# Midi keyboard uneven



## hastoy (Nov 15, 2007)

Hi, my midi keyboard (brand Fatar) is uneven, meaning that for the same velocity a note will sound louder than the next one. Do you have ideas on how to correct that within Kontakt ? A script for that would be cool, being able to adjust the velocity response of each note. Thanks for any help.

Giom


----------



## kotori (Nov 15, 2007)

Hi Giom,
It would certainly be possible, but I wonder how one would calibrate it reliably...

Nils


----------



## hastoy (Nov 15, 2007)

Hi Nils,

Actually I would have to adjust the response of certain keys that are obviously off (clearly too soft or loud). I don't need a perfect calibration like dropping a calibrated weight on each key and measuring the exact response.
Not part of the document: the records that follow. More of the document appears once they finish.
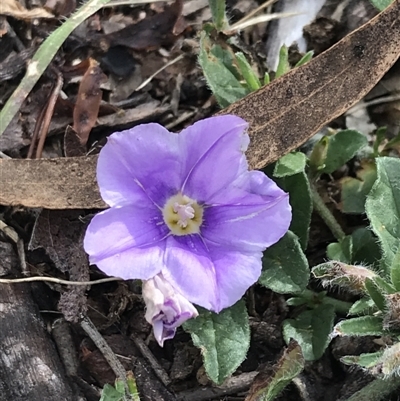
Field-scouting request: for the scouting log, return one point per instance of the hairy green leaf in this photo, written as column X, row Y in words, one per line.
column 383, row 208
column 285, row 267
column 311, row 329
column 360, row 326
column 223, row 339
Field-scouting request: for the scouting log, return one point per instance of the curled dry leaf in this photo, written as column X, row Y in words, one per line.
column 14, row 9
column 282, row 116
column 88, row 102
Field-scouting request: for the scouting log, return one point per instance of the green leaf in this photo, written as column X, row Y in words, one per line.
column 341, row 251
column 300, row 199
column 360, row 326
column 222, row 82
column 375, row 294
column 248, row 74
column 290, row 164
column 311, row 329
column 365, row 248
column 381, row 4
column 368, row 360
column 217, row 8
column 395, row 271
column 380, row 136
column 305, row 59
column 364, row 306
column 342, row 147
column 289, row 366
column 384, row 285
column 109, row 393
column 358, row 248
column 383, row 208
column 223, row 339
column 283, row 63
column 354, row 191
column 390, row 360
column 285, row 267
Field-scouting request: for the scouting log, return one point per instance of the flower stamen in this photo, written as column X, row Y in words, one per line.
column 183, row 215
column 185, row 212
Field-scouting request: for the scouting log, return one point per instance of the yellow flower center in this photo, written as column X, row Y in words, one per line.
column 183, row 215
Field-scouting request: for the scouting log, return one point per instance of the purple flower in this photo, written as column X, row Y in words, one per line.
column 185, row 205
column 166, row 309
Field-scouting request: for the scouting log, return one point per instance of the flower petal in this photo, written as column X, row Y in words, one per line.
column 253, row 221
column 138, row 164
column 166, row 308
column 189, row 269
column 214, row 155
column 127, row 241
column 235, row 273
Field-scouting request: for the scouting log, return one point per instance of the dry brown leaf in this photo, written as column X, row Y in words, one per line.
column 282, row 116
column 14, row 9
column 88, row 101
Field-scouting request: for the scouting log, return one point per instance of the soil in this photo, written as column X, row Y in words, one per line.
column 45, row 354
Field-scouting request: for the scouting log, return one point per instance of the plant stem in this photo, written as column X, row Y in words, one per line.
column 42, row 59
column 341, row 307
column 326, row 214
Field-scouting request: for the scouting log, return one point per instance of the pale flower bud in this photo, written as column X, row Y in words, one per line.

All I need is a script that has an adjustable value for each key response.

Giom


----------



## JustinW (Nov 15, 2007)

SO basically changing the velocity curve for each key rather than the whole board?
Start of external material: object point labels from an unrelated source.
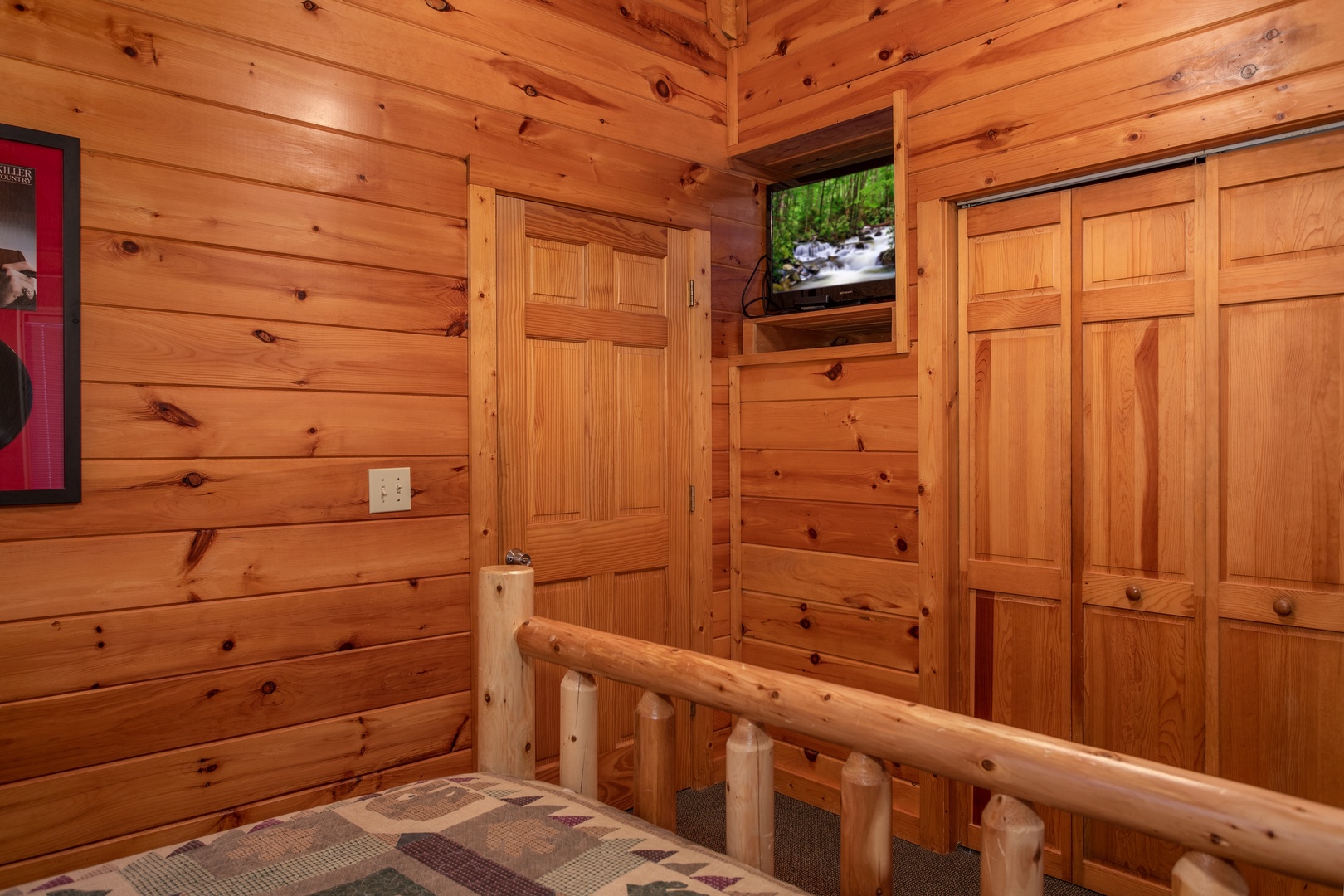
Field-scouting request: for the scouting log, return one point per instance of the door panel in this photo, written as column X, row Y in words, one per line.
column 1138, row 492
column 1283, row 425
column 593, row 442
column 1015, row 446
column 1277, row 500
column 1142, row 694
column 1015, row 423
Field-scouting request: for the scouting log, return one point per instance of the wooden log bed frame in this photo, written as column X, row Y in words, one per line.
column 1215, row 818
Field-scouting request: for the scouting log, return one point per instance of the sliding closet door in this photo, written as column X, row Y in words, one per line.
column 1277, row 512
column 1138, row 490
column 1015, row 308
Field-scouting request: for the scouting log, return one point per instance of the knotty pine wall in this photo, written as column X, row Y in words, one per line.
column 275, row 253
column 1023, row 91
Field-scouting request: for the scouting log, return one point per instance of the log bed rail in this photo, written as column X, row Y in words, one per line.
column 1215, row 818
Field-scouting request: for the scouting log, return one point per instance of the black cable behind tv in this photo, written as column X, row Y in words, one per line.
column 827, row 293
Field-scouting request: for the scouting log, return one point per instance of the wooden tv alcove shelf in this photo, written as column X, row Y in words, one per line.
column 834, row 332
Perhaps there are some internal issues with your controller.


----------



## hastoy (Nov 15, 2007)

that's right JustinW, changing the velocity curve for each key separately. And yes there must be internal issues with my controller since it's old and I pound it pretty hard on high days :D 

Giom


----------



## kotori (Nov 16, 2007)

Hi again Giom,

I wrote a script for you that you can find here:
http://nilsliberg.se/ksp/scripts/individual_note_velocity_rescaling_compiled.txt
Copy and paste it into Kontakt's script editor and press the Apply button.




The script first multiplies the velocity of each note with a factor and then adds a number to the velocity. The upper table contains the multiplicative factors (initially 100%) of each note and the lower curve the numbers to be added (initially 0).
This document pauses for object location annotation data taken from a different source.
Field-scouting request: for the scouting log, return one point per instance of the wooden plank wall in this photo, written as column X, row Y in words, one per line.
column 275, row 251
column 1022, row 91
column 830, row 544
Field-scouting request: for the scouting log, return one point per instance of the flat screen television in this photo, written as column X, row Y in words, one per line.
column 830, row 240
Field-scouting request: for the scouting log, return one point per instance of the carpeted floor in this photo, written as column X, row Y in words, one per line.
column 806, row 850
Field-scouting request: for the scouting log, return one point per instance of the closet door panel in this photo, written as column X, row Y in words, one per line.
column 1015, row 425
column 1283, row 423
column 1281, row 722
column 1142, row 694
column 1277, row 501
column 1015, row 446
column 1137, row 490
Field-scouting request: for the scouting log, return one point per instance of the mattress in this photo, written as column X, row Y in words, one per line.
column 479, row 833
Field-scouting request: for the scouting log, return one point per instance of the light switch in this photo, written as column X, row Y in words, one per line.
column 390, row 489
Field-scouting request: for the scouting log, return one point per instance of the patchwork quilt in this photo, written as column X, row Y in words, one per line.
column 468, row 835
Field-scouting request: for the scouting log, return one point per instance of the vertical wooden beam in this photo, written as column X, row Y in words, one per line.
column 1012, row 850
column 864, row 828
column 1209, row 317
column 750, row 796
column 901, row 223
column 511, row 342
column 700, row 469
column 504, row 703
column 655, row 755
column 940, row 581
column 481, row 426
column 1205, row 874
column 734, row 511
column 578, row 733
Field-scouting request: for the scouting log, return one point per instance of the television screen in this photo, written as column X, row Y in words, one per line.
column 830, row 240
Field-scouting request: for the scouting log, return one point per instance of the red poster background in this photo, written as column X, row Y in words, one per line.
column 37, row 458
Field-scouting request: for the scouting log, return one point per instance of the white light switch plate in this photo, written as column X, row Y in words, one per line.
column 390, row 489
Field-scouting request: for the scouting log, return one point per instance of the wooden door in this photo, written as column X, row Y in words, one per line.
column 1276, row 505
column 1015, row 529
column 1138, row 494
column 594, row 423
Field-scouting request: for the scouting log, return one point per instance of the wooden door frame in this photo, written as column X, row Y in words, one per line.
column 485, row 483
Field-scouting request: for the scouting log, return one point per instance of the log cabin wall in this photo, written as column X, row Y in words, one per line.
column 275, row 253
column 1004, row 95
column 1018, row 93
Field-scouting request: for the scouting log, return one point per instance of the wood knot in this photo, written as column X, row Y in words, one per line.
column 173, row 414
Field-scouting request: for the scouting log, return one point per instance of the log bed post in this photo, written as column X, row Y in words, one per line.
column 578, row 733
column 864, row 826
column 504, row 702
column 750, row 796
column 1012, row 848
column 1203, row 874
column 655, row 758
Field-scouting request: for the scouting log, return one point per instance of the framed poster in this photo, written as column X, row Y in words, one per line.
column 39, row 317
To the right you can select a note to edit in the menu, or in case the "select note by midi" button is activated you can simply press the note on your keyboard to select it. The number to multiply with and add respectively can be set by using the two knobs to the right. 

Cheers,
Nils


----------



## hastoy (Nov 16, 2007)

wow ! perfect... thanks so much Nils, it is *exactly* what I needed.

Giom


----------



## artsoundz (Nov 16, 2007)

If this happens with most patches then you should consider opening up your board and cleaning. I have 3 Fatar/Studiologic and I can assure you that not cleaning after a few years WILL affect your velocity.

It's an easy task. Really... no sweat. Pm me if you need a step by step guide. 

Again- dont be intimidated by opening it up. No big deal...


----------



## Thonex (Nov 16, 2007)

Nice script Nils!!!!!

Even though I don't need it, it's always a pleasure to see how you come up with creative solutions... that are so clean and simple as well!!!

And you probably wrote it in less than 10 minutes :D .... well except maybe that set_text $Lable line with the scaling... those are always a pain to figure out with the exact spacing. :? 

Thanks Nils,

T


----------